The Funds With The Smartest Investors, And The Funds With The Dumbest

Retirement

In-and-out investors do worse than long-term holders. There are numbers to prove that.

Are mutual fund investors impulsive? Do they jump into a fund after a winning streak and then sell out, in despair, after a bad stretch?

I tested this hypothesis by going to Morningstar

MORN
, the securities analysis outfit in Chicago. The Morningstar Direct database, the version of its service sold to investment pros, has performance details that shed light on timing decisions by fund buyers.

The answer to the question: Yes, fund clients are impulsive. Bad timing causes them to earn considerably less than they would have earned by buying and holding. On funds of domestic stocks, they’re throwing away something like $54 billion a year.

The key to this analysis is a number that Morningstar calls “investor return.” It measures the average results taken home, as opposed to the performance of the fund.

The usual performance number reported for a fund assumes a hypothetical buyer putting a single sum of money in at the beginning and leaving it untouched until the end of some measurement period, like a decade.
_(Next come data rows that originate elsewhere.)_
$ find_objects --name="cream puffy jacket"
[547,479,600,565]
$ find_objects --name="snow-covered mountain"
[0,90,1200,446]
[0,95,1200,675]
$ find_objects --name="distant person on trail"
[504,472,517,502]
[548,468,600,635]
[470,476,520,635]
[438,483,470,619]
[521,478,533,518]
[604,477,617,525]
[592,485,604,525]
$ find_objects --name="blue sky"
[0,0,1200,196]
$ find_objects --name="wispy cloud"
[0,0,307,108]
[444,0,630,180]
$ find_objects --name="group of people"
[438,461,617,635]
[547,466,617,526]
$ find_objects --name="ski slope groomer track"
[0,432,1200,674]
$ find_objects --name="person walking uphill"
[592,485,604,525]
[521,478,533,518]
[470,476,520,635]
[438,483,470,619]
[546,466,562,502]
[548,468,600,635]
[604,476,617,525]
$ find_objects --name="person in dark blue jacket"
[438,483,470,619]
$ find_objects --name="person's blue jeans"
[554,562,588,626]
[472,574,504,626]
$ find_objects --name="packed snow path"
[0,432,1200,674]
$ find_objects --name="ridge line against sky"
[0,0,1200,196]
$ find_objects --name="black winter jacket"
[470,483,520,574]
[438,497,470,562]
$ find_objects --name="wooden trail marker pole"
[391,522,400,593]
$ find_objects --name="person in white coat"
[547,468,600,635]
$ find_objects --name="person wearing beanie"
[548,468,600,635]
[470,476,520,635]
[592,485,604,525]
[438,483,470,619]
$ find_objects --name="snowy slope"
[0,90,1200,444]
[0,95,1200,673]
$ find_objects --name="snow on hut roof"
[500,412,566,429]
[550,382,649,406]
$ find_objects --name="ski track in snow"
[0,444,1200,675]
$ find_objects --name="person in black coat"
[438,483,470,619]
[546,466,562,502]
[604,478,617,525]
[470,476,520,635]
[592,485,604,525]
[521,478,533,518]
Example: The Schwab 1000 Index fund delivered a 233% cumulative performance over the ten years to May 31. That amounts to a compound annual 12.8%.

The investor return on this index fund is a bit less, at 12.6%. This figure takes into account the monthly flows of money into and out of the fund. More precisely: If fund shareholders had been earning a constant 12.6% on every dollar they kept in play, they would have wound up with the fund’s ending assets. In short, the 12.6% measures average investor experience.

Where does the 0.2% shortfall come from? It means that buyers of this fund had a slight tendency to add money, or to take it off the table, at the wrong times. We’re human. After a bullish run we’re in love with stocks and buy more—maybe near a top. A correction in stocks makes bonds more appealing and we hold back, just when stocks are a bargain.

The mistakes among Schwab’s clientele pale in comparison to those of fund buyers generally. Morningstar has 827 domestic-stock funds with both ten years of history and sufficient detail on asset balances to permit a calculation of investor return. At 527 of those funds, not quite two-thirds of them, timing decisions lowered the annualized gains experienced.

Among all 827 funds the average impact, with both positive and negative impacts included, was a loss of 0.64% a year. Keep that up for 30 years and you shortchange a $1 million retirement portfolio by $175,000.

It is important to understand what Morningstar is measuring. A shortfall does not occur when a customer is invested for only a portion of the ten-year period, since both the reported performance figure and the investor return are compound annual percentages. (Morningstar’s investor number is an internal rate of return. For an explanation of how that arithmetic works, see this article on how to compare your results to a yardstick.)

A shortfall will show up, though, if people jump into a style or sector after an upswing, only to be disappointed and then move into another kind of fund that seems to be the new ticket to wealth. Such performance chasing depresses investor returns at both funds.

Some funds have customers who are either lucky or smart. Their timing is good. They do better than the performance figures indicate.

These ten funds all beat the market, as measured by the Schwab index fund, and had customers who improved on those good results by being invested at the right times:

Noteworthy on this list are two funds from the Kayne Anderson Rudnick subsidiary of Virtus Investment Partners

VRTS
. KAR leans toward concentrated, quirky portfolios of stocks like Teladoc Health and Morningstar. (Forbes profile here.)

Winning funds with well-timed investor moves are the exception. More common: funds where investor flailing depresses gains. These ten underperformed the market and had customers who magnified the damage with their stumbling:

I asked the operators of the second group of funds for comments and got one, from Needham:

“Our mission is to create wealth for long-term investors. Those who trade mutual funds or try to time the market may see returns that are less than those who stay invested and have been rewarded with excellent long-term returns.”

Moral of this story on investor returns: Follow Needham’s advice. Invest with enough conviction that you can stay put.

And if your attention is fleeting? Maybe you should discontinue the search for market beaters and just own an index fund.

Here’s one more statistic from that Morningstar data set. The average investor experience in the 827 funds was a compound annual 10.5%. That’s 2.3 points less than the return on the Schwab 1000 fund. This shortfall comes from both bad timing by customers and a parallel flailing by the funds. In their struggle to beat the market the fund managers ran up trading costs as well as their own management expenses.

Yes, 2.3% is a gigantic loss. Keep it up for 30 years and you cut your $1 million retirement in half.